Understanding biology is complicated! There are six major types of molecules (DNA, RNA, Proteins, Lipids, Glycans, Metabolites) that all work in concert to define whether a biological system is healthy or diseased. To truly understand health and disease we need quantitative maps of all of these molecules and how they relate to each other in terms of presence and abundance at any given time. We are still a long way from delivering on this holistic level, but significant progress in the development of analytical and quantitative methods for all of these molecular entities, led of course by nucleic acid research, have delivered major improvement in the breadth and depth of quantitation available.

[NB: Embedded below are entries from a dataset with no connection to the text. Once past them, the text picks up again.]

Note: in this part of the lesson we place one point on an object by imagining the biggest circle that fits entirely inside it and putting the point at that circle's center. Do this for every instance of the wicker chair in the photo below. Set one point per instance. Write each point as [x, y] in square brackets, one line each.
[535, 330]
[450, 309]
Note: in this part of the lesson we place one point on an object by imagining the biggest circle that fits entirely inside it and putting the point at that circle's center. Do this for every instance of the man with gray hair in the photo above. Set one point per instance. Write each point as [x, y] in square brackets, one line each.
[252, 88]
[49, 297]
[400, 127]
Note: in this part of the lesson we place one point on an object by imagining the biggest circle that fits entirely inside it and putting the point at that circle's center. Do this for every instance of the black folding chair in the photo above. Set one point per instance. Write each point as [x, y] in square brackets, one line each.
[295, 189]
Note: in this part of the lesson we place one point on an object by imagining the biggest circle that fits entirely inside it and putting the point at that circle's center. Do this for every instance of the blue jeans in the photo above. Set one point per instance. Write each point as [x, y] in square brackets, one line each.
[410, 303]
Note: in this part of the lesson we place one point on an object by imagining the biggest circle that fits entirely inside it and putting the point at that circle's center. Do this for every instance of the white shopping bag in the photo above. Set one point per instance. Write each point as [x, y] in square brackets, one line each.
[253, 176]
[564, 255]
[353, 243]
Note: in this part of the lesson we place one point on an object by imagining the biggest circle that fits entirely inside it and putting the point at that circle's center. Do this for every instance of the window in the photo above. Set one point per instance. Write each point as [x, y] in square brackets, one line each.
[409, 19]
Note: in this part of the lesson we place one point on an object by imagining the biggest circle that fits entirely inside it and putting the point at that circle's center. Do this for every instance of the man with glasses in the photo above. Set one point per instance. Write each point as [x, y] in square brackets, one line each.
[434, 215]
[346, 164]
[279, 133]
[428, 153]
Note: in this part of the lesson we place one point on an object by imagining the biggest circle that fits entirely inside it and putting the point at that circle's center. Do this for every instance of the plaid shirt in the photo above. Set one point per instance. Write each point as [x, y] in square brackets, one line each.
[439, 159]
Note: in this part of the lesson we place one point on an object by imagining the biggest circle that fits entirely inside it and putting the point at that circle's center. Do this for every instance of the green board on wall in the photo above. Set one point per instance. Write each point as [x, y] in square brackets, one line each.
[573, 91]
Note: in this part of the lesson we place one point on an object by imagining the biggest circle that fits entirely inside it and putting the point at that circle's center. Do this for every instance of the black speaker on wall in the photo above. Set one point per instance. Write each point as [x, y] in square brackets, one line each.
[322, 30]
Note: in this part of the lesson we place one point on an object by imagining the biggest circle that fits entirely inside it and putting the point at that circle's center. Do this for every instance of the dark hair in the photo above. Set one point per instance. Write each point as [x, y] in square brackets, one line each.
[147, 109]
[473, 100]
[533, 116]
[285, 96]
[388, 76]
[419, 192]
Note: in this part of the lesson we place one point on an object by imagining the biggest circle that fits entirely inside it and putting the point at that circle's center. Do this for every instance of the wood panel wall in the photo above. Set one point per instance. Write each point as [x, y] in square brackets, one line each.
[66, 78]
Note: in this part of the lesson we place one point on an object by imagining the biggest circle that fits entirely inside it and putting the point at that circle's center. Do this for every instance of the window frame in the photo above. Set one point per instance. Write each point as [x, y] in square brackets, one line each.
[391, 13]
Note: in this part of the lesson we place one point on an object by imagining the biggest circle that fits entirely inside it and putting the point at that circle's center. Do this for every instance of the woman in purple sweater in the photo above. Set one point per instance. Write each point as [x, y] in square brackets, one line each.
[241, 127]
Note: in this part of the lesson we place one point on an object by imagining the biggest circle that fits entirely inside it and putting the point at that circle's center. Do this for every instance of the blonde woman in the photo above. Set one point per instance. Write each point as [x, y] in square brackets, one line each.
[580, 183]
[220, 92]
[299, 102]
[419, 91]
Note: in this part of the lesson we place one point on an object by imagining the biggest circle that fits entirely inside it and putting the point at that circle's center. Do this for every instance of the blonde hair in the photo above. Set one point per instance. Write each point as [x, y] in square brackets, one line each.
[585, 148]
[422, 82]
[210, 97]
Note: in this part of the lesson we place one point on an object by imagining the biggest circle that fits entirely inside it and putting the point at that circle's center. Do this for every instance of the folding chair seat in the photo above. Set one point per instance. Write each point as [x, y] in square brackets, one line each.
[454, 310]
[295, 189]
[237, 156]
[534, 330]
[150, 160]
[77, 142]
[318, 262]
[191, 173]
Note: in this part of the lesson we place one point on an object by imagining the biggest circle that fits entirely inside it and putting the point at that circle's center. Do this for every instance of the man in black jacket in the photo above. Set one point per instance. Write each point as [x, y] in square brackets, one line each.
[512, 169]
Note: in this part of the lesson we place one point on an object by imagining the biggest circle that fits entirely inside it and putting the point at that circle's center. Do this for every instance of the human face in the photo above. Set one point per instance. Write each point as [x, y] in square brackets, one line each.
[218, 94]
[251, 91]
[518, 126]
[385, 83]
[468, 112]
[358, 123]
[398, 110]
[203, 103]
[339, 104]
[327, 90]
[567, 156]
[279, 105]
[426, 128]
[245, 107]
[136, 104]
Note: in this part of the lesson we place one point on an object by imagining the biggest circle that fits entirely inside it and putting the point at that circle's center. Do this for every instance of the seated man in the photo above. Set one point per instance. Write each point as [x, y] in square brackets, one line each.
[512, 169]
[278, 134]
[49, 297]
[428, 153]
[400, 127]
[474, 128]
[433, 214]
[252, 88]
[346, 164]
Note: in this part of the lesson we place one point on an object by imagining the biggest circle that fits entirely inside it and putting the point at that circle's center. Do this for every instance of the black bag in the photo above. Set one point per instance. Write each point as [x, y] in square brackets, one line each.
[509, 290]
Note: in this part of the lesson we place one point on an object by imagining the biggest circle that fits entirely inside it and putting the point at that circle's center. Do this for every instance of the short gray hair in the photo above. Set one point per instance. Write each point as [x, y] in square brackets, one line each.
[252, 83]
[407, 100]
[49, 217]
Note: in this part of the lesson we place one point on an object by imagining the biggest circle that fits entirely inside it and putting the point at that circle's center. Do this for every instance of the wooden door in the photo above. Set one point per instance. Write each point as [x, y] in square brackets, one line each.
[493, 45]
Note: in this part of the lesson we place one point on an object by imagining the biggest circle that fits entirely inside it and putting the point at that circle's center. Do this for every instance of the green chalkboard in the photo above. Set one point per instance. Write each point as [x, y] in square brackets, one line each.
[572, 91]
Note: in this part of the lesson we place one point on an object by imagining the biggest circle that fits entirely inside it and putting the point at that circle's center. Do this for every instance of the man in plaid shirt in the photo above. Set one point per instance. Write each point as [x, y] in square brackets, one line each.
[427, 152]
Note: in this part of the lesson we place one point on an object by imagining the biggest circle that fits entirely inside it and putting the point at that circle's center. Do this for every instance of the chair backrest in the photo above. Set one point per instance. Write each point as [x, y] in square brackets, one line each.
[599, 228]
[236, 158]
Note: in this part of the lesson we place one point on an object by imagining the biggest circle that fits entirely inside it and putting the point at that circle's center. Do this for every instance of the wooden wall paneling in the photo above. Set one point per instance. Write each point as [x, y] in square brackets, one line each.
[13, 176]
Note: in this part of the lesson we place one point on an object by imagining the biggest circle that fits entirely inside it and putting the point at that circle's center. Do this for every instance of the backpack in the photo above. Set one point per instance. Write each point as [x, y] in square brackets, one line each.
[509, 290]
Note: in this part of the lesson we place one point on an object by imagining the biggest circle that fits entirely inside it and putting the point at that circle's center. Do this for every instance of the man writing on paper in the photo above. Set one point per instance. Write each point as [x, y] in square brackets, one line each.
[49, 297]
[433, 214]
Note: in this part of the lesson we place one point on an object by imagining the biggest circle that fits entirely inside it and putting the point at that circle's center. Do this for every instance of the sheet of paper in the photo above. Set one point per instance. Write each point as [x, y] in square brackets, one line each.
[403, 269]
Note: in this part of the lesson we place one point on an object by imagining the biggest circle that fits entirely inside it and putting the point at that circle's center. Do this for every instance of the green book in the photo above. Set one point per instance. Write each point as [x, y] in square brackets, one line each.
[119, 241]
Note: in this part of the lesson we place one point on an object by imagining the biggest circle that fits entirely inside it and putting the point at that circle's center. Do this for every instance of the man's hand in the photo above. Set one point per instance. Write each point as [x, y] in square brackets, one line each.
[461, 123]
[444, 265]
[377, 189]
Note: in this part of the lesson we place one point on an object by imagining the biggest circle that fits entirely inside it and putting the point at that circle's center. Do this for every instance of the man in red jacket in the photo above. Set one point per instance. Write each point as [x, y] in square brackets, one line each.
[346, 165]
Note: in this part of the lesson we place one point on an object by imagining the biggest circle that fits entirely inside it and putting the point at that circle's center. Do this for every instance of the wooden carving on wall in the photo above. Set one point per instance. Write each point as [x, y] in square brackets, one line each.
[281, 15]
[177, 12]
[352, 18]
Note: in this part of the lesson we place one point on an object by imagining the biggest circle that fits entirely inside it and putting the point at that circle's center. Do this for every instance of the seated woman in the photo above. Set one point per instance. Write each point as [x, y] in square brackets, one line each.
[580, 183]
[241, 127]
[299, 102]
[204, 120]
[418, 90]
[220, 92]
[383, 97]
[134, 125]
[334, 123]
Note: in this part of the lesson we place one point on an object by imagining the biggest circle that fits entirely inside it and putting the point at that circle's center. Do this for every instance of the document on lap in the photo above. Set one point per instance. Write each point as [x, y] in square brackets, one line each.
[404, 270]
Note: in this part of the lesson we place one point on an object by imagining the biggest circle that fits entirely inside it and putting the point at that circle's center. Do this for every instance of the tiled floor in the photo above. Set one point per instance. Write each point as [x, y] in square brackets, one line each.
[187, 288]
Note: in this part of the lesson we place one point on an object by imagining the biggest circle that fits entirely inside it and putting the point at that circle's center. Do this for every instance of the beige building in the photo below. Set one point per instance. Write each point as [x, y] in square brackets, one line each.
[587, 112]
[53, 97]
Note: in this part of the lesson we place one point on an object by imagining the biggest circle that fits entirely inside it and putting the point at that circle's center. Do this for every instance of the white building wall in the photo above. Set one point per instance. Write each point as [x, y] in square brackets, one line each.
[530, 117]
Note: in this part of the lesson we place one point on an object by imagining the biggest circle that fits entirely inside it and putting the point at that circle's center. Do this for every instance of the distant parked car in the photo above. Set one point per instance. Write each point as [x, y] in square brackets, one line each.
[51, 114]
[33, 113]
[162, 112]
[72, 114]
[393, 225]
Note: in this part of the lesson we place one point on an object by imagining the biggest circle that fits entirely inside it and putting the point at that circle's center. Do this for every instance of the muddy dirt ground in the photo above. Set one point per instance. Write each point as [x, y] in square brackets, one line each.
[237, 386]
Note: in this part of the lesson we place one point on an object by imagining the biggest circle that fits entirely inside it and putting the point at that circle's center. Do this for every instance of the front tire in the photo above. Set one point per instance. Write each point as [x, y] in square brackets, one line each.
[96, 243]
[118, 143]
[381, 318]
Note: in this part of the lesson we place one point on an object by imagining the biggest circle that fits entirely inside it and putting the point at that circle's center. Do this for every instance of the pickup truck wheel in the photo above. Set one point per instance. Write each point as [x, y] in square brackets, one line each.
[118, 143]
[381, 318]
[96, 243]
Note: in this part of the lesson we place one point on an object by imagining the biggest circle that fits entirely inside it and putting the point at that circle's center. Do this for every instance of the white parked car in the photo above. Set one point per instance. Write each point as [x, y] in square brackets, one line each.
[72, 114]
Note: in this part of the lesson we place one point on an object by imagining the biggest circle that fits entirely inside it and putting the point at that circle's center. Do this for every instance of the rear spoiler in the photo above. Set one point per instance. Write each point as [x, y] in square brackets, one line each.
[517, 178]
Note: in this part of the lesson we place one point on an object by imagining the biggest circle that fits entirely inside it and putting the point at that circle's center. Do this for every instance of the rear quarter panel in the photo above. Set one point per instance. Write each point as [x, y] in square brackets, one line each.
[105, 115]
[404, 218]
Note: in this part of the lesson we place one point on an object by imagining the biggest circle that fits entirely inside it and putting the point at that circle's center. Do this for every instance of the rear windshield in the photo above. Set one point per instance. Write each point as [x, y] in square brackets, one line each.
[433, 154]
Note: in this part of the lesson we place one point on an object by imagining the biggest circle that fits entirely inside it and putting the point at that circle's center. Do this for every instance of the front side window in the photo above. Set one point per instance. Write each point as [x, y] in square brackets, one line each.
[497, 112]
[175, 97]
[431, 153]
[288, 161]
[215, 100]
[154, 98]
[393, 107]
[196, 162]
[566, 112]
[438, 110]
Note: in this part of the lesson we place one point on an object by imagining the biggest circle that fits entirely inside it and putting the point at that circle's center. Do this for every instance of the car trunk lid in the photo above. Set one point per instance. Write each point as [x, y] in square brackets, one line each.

Comprehensive analysis of the Proteome has been a long time in the making since the first mass spectrometry methods for peptide sequencing were introduced in the 1990s, and is hampered by our inability to amplify proteins and the sheer complexity created by post-translational changes. This complexity creates challenges in stochastic sampling high levels of missing data that dramatically impacts on the numbers of features quantified in unbiased proteomics studies. Several strategies have been introduced to reduce ‘missingness’ and this talk will focus on the particular role that Tandem Mass Tags® (TMT® & TMTpro™) are playing in the large-scale quantitation of proteins, peptides and post-translational modifications.
The underlying principle of isobaric mass tagging was invented by Dr. Andrew Thompson in the mid-1990s and Proteome Sciences acquired the technology in 2002 when Dr. Thompson also joined the Company. We have developed both TMT® reagents, starting at 6-plex and moving up to 11-plex, and then the TMTpro™ reagents to deliver even higher multiplexing with our 18plex set being the largest set of commercially available tags. Being able to mix samples after digestion gives greater throughput and the option to perform extensive fractionation for deep profiling, whilst retaining quantitative precision. We have also used the power of isobaric tagging to develop new workflows for enhanced biomarker discovery in biofluids and accurate quantification using internal calibration curves with parallel reaction monitoring assays. Others have used similar approaches to develop single-cell proteomics methods able to quantify >1,500 proteins.
Whilst we may still be some way from knowing what the whole proteome really is, the breadth and depth of quantification achievable with 18plex TMTpro™ is driving a better understanding of complex biological questions in basic research, drug development and diagnostic biomarker discovery. Whilst the last two decades have been the era of genomics, the 2020’s are shaping up to be the decade of multiplex proteomics.